Please, For the Love of God, Stop Talking About Raising the Retirement Age

| Fri Nov. 9, 2012 3:02 PM EST

I guess there's no avoiding the fiscal cliff. I feel like I want to scream the next time I hear the phrase, but that cuts no ice with either the media or my editors, who want me to write a fiscal cliff piece of my very own. I'm going to put that off until my head feels a little less explode-y, but maybe everyone will get to hear my pearls of wisdom next week.

In the meantime, I gather that our newly reelected president is talking this morning about....the fiscal cliff. I don't have the TV on, but Digby informs me via Twitter that this is the state of things:

This just drives me nuts. I've said repeatedly that I think liberals should try to cut a deal on Social Security. This hasn't done my popularity any good, but I continue to think it's a good idea. It could be done fairly easily with a combination of benefit cuts and revenue increases that are quite small and would be phased in over a couple of decades, and it would get the issue off the table so we can focus on other, more important things. It would also be a proof of concept that Congress can actually get something done.

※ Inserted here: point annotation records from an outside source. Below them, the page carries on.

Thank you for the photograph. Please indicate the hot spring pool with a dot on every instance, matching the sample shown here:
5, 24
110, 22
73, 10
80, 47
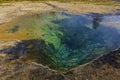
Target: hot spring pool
66, 40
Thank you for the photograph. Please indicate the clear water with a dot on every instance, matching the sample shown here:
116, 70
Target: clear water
69, 40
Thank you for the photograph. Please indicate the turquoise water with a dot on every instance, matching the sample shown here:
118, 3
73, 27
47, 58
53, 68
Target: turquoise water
70, 40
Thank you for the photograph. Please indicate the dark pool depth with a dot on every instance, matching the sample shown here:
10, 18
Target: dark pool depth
66, 40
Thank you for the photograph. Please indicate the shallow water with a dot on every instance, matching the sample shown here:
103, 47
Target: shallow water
67, 40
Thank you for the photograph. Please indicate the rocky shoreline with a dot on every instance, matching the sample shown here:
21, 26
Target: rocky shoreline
13, 67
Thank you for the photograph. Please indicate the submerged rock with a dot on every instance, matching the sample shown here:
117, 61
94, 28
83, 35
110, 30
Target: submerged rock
106, 67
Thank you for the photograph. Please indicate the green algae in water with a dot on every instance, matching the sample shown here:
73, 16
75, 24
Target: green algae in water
71, 40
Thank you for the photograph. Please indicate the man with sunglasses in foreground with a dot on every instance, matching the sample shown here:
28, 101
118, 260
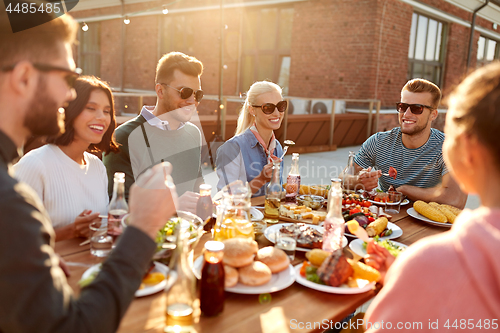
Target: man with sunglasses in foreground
163, 132
414, 149
36, 77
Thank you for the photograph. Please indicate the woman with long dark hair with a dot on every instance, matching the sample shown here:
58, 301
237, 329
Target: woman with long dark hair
71, 181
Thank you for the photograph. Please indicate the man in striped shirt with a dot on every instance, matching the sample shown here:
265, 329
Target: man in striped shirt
414, 149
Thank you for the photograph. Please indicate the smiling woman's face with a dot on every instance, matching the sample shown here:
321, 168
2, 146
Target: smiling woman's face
268, 121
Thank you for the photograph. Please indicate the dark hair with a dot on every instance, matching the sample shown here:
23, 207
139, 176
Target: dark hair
84, 86
177, 60
477, 104
37, 44
422, 85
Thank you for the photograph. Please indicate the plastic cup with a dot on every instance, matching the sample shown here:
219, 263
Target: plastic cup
100, 242
393, 204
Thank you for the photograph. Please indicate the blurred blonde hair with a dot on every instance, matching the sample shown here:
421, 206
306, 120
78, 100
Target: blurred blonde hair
245, 119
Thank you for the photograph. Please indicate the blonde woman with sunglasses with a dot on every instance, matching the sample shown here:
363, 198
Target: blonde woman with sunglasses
249, 154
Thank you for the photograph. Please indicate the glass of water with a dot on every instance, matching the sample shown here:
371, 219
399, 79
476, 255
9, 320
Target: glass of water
287, 242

But I continue to be gobsmacked by the insane preoccupation with increasing the retirement age. I get that it's easy to understand, and that makes it an obvious target. But it's probably about the worst possible way of cutting benefits. It's regressive, it's unfair, it's blunt, and it's stupid. That might not matter if it were the only solution, but it's not. There are dozens of other ways of shaving benefits a bit, and virtually all of them are better and fairer than taking a meat axe to the retirement age.

(Which, by the way, was already raised to age 67 for younger cohorts way back in 1983. Does anyone in the media know this?)

If you don't like the idea of any benefit cuts, no matter how small or how slowly phased in they are, then you just don't want to cut a deal. That's fine. I disagree, but that's fine. Ditto for all of you who oppose any revenue increases, no matter how small or how slowly phased in they are.

But for the rest of us, who think there's at least the chance of a productive conversation on these topics, can we all just shut up about the retirement age? Pick some other way of shaving benefits. It might take you an extra few seconds to explain, but who cares? Take the extra few seconds. It'll make all of us a little bit smarter.